Thursday, 19 July 2018: 15:30
Location: 205B (MTCC NORTH BUILDING)
Oral Presentation
Hiro SAITO, Singapore Management University, Singapore
Today transitional justice has been institutionalized at the global level to address past violations of human rights. The globalization of transitional justice, however, contains a peculiar contradiction: although transitional justice typically addresses past human rights violations within a single country, the causes of these violations are often transnational. To understand how this contradiction of transitional justice developed, I first trace the historical evolution of transitional justice from the end of World War II to the early 2000s. Specifically, I argue that the contradiction was caused by the dominance of nationalism and imperialism. On the one hand, nationalism legitimates the division of the world into discrete nation-states. Given the persistence of nationalism in the theory and practice of transitional justice, transnationally caused injustices are delineated along national borders. On the other hand, imperialism legitimates a hierarchy of nation-states, allowing some nation-states to dominate others.
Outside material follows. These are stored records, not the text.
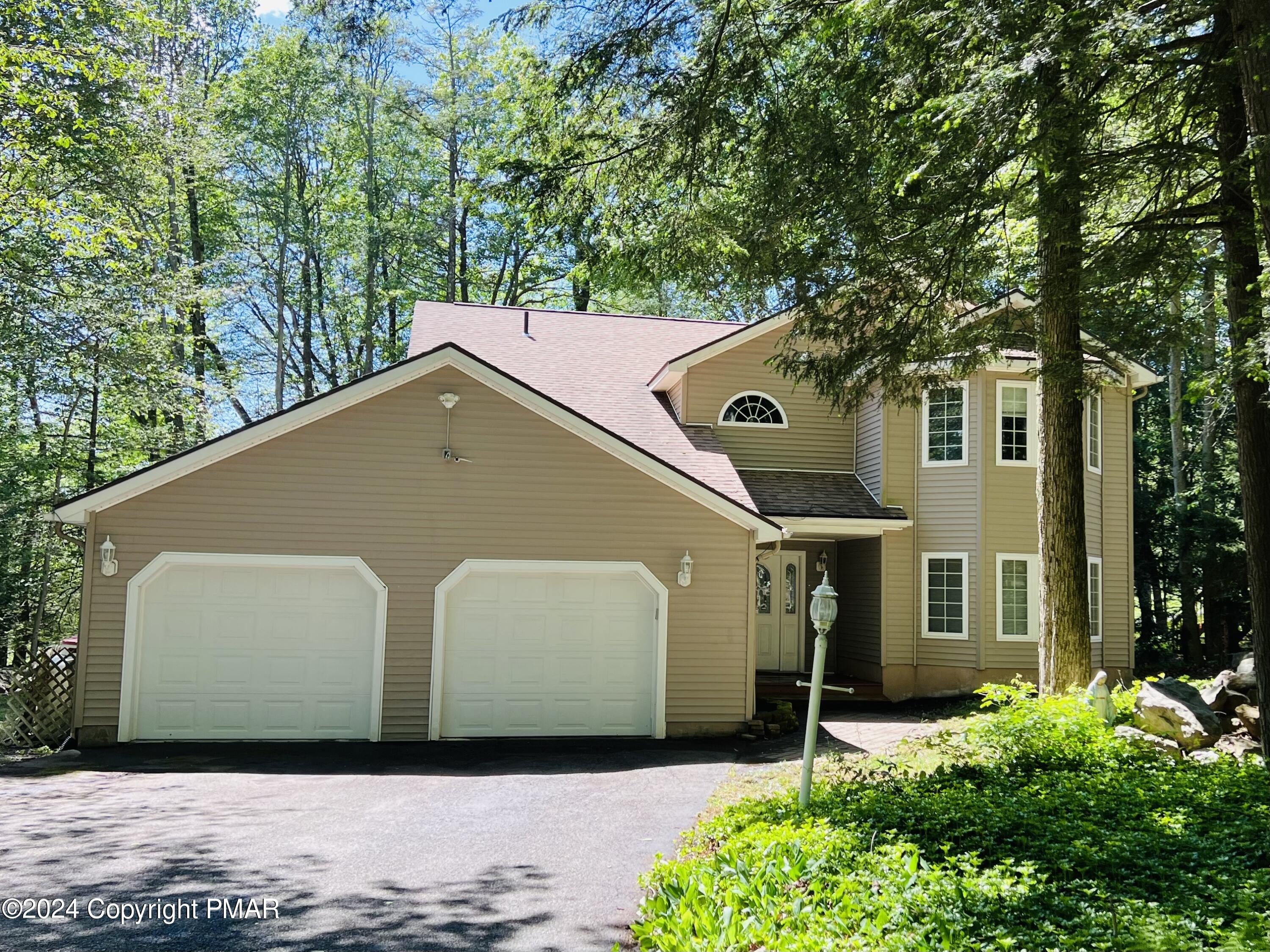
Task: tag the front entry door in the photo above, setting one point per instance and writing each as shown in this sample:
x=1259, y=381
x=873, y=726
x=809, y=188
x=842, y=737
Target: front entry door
x=780, y=611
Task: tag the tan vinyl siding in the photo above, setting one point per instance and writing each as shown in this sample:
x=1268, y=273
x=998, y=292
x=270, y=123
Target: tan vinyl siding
x=1010, y=526
x=898, y=549
x=1117, y=530
x=949, y=504
x=676, y=397
x=816, y=440
x=869, y=445
x=370, y=481
x=859, y=625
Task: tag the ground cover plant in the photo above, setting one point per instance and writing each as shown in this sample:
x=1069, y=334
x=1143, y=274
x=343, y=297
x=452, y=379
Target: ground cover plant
x=1029, y=827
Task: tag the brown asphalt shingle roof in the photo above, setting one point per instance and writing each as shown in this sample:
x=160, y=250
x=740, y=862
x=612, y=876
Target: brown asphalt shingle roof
x=839, y=495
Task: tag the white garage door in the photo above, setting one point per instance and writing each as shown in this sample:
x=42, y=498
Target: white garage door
x=257, y=650
x=549, y=651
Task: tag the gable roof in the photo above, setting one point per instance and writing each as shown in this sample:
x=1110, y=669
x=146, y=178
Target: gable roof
x=597, y=365
x=447, y=355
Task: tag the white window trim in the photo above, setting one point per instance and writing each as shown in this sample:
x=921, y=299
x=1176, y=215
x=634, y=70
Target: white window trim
x=439, y=624
x=1033, y=597
x=966, y=427
x=734, y=398
x=1033, y=445
x=133, y=622
x=1089, y=419
x=1103, y=597
x=926, y=596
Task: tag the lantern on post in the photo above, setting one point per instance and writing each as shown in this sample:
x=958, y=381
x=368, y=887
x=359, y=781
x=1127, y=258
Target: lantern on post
x=825, y=610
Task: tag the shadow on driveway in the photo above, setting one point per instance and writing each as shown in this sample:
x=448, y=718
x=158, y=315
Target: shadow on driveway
x=458, y=846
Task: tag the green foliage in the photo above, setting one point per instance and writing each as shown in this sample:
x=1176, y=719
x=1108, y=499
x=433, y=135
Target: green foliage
x=1037, y=831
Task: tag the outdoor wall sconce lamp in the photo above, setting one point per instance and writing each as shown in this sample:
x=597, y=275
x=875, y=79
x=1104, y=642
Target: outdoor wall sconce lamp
x=685, y=577
x=110, y=565
x=449, y=400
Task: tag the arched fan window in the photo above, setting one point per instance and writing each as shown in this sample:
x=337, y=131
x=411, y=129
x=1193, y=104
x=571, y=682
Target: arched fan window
x=754, y=409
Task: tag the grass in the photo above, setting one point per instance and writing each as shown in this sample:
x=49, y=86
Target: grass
x=1025, y=828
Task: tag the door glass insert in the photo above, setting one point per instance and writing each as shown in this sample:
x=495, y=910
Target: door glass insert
x=764, y=589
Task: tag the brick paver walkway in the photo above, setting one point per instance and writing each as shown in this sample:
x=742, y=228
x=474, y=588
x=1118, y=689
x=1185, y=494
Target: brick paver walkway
x=848, y=731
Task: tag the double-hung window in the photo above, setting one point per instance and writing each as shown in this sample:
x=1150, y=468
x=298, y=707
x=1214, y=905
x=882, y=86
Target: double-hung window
x=1016, y=423
x=944, y=594
x=944, y=426
x=1094, y=432
x=1095, y=598
x=1018, y=597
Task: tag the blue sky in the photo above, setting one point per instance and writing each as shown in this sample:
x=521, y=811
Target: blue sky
x=275, y=12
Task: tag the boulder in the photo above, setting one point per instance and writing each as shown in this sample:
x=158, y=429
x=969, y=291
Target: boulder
x=1173, y=709
x=1250, y=717
x=1237, y=745
x=1244, y=683
x=1142, y=740
x=1215, y=693
x=1234, y=700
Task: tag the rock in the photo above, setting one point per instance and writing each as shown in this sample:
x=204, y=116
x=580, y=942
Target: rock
x=1234, y=700
x=1215, y=693
x=1250, y=717
x=1173, y=709
x=1149, y=742
x=1244, y=683
x=1237, y=745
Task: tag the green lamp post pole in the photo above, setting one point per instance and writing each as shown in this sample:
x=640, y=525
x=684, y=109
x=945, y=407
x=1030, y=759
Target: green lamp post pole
x=825, y=610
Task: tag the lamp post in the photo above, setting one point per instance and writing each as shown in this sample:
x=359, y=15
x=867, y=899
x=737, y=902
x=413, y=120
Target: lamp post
x=825, y=610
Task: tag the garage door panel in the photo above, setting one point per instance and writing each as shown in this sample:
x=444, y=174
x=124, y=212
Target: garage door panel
x=293, y=660
x=581, y=662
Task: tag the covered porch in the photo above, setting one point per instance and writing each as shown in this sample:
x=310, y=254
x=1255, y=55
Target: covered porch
x=835, y=530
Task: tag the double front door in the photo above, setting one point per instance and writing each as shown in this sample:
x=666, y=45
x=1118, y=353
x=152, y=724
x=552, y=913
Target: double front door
x=779, y=597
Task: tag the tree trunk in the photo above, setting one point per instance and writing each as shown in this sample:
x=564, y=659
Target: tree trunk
x=197, y=315
x=1215, y=643
x=1193, y=649
x=390, y=346
x=464, y=282
x=373, y=238
x=582, y=295
x=1065, y=615
x=93, y=418
x=280, y=369
x=1245, y=312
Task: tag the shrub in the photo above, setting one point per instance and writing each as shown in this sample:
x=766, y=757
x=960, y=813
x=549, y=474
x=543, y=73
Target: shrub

Such hierarchical thinking has consistently influenced the theory and practice of transitional justice, shielding powerful nation-states from their shares of responsibility for transnationally caused historical injustices. To illustrate various ramifications of nationalism and imperialism in transitional justice, I then examine the so-called “comfort women” issue in South Korea as part and parcel of the chain of transnational historical injustices—the suffering of victims of Japan’s past aggression and of atomic bombings and other atrocities by the Allied powers, to name but a few—interlocked across Asia-Pacific that remain unredressed to date. In conclusion, I explore how the contradiction of transitional justice as well as its ramifications might be resolved, or at least mitigated, in light of transnational and cosmopolitan approaches developed by Ulrich Beck, Nancy Fraser, and other theorists.